My wife picked up Trevor Noah’s biography, detailing his life growing up in the aftermath of apartheid in South Africa. Sounds pretty heavy doesn’t it? It both is and isn’t. Trevor Noah is an entertainer, a stand up comedian and late night host, currently on The Daily Show having taken over for John Stewart a few years back, so he has a tremendous talent for comedy, and it is on full display in this book.
He begins by describing what apartheid did to the various communities in South Africa, and that his very existence was considered a crime at that time. Born of a black woman and a white man, whose relationship was illegal in South America at the time, he lived a childhood that was very different from the one I grew up in. Could you imagine walking down the street holding your mother’s hand and having her just let go if the police were nearby? Having your father unable to acknowledge you on the street? The mere thought of that is just plain crazy, but it was a reality that he had to grow up with.

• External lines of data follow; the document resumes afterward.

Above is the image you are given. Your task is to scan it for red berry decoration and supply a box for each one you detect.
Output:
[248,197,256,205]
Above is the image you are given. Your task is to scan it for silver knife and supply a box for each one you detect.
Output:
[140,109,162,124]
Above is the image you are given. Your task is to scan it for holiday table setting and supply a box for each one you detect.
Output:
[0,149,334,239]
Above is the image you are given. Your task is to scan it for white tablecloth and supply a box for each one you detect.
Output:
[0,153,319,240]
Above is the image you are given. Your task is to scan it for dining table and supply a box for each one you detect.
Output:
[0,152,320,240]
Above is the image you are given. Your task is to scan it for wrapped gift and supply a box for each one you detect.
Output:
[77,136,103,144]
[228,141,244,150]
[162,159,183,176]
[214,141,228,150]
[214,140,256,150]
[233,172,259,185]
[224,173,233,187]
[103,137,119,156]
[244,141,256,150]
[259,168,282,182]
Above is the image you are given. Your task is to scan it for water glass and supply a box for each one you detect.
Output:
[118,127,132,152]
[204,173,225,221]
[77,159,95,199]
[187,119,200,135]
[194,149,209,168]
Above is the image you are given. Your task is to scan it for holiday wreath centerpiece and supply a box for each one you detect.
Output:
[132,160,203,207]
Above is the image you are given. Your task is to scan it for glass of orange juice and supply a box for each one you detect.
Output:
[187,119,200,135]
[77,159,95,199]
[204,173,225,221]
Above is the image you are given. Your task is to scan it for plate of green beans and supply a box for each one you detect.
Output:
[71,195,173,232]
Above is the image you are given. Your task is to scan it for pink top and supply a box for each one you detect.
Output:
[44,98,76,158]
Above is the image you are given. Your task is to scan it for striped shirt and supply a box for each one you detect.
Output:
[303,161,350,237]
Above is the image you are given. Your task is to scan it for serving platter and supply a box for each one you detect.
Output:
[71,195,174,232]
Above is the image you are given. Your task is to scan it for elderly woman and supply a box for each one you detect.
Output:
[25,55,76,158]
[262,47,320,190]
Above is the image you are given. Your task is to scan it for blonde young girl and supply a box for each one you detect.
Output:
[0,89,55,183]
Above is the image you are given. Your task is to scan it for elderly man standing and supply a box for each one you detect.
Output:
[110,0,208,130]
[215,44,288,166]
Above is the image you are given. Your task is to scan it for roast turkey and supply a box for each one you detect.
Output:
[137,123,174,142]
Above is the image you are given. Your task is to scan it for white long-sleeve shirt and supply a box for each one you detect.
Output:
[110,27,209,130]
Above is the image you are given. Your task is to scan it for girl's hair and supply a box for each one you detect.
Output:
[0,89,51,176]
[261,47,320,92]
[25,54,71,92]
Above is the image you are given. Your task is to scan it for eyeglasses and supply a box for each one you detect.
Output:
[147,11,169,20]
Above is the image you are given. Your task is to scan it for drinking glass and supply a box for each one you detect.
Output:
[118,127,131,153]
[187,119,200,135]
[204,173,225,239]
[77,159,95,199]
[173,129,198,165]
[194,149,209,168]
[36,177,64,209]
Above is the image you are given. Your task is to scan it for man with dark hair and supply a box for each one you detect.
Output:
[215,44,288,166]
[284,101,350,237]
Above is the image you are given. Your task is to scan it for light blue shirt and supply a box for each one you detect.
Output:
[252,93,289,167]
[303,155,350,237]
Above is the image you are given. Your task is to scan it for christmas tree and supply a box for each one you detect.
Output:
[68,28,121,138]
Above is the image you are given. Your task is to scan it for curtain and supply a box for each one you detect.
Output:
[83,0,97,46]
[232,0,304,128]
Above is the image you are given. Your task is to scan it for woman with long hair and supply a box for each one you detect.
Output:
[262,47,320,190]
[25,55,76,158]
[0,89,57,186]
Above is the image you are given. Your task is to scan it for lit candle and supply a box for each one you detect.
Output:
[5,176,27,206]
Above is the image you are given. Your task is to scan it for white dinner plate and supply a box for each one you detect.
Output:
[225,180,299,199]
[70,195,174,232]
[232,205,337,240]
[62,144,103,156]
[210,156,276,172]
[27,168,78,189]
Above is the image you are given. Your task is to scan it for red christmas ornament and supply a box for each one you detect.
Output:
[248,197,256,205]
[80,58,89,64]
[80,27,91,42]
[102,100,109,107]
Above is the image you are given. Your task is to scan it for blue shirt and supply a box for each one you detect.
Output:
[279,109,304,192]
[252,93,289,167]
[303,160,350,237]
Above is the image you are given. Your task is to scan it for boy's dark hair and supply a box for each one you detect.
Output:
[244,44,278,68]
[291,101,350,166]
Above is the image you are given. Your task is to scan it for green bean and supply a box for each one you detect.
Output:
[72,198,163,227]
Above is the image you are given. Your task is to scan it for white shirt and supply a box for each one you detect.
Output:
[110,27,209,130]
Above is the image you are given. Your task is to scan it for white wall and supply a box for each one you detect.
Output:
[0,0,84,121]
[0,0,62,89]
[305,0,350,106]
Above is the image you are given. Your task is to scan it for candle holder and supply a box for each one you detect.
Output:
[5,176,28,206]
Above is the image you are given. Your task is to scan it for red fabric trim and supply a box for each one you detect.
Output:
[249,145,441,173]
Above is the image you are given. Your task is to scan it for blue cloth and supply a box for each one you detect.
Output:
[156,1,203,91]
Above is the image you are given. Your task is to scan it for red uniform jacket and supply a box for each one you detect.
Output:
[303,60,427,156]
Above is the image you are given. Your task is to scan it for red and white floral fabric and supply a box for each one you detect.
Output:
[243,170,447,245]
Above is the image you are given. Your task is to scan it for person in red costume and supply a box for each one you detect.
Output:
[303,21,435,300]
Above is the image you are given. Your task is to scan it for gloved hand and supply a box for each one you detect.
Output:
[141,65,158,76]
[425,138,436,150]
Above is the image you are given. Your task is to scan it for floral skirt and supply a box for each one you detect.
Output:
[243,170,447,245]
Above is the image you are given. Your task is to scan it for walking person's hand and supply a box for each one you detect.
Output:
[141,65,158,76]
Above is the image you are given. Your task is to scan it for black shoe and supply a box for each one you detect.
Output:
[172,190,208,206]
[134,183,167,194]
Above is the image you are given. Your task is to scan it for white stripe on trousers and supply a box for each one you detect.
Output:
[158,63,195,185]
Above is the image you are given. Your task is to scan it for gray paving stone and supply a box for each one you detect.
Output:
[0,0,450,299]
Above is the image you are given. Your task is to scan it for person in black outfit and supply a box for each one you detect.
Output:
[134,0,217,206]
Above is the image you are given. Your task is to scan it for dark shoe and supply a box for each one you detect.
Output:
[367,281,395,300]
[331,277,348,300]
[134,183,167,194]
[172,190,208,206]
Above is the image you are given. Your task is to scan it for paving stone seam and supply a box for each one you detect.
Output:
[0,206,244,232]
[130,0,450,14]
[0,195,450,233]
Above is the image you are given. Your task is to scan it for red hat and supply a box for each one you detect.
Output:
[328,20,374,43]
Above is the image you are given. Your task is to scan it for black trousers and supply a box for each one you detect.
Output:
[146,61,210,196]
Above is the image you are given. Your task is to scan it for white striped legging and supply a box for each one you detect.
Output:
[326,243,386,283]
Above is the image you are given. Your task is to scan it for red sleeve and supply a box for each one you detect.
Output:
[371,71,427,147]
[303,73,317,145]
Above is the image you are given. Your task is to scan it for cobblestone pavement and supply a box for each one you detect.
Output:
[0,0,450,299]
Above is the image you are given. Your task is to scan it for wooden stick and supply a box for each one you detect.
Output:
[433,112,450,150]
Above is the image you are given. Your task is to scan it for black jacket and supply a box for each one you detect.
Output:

Noah describes the awfulness of everything tinged with his trademark humour, and definitely does not portray himself as a saint or hero, rather he does much the opposite, but in a way that is endearing and funny. His mother on the other hand, she is revered. This man loves and respects his mother more than anything else on the planet, and the endearment shows in every passage or mention that she appears in. She comes across as a truly remarkable woman, and someone that I think I would be honoured to meet.
He describes his childhood, his teen years, and his early adult life up to the point he started to make it big as a comedian. The book ends after his mother survived a murder attempt at the hands of her ex-husband, Trevor’s step-father. This book shows that Noah is a man very much shaped by his mother, and though he tried otherwise, she managed to form him into a caring and respectful man.
It also paints a very vivid picture of what life was like in South Africa at that time, and Noah does a good job detailing the cultural backgrounds of the various groups and factions within the country on a very understandable coles-notes sort of level. I learned a lot about South African history reading this book, and am definitely inclined to do some more reading.
In conclusion, this book was engaging, entertaining, and to a degree, educational. It was a quick read, mostly due to how accessible and friendly it was. If you’re looking for a great non-fiction read, this a great choice. Heck, if you’re looking for a great read period, this is a good choice.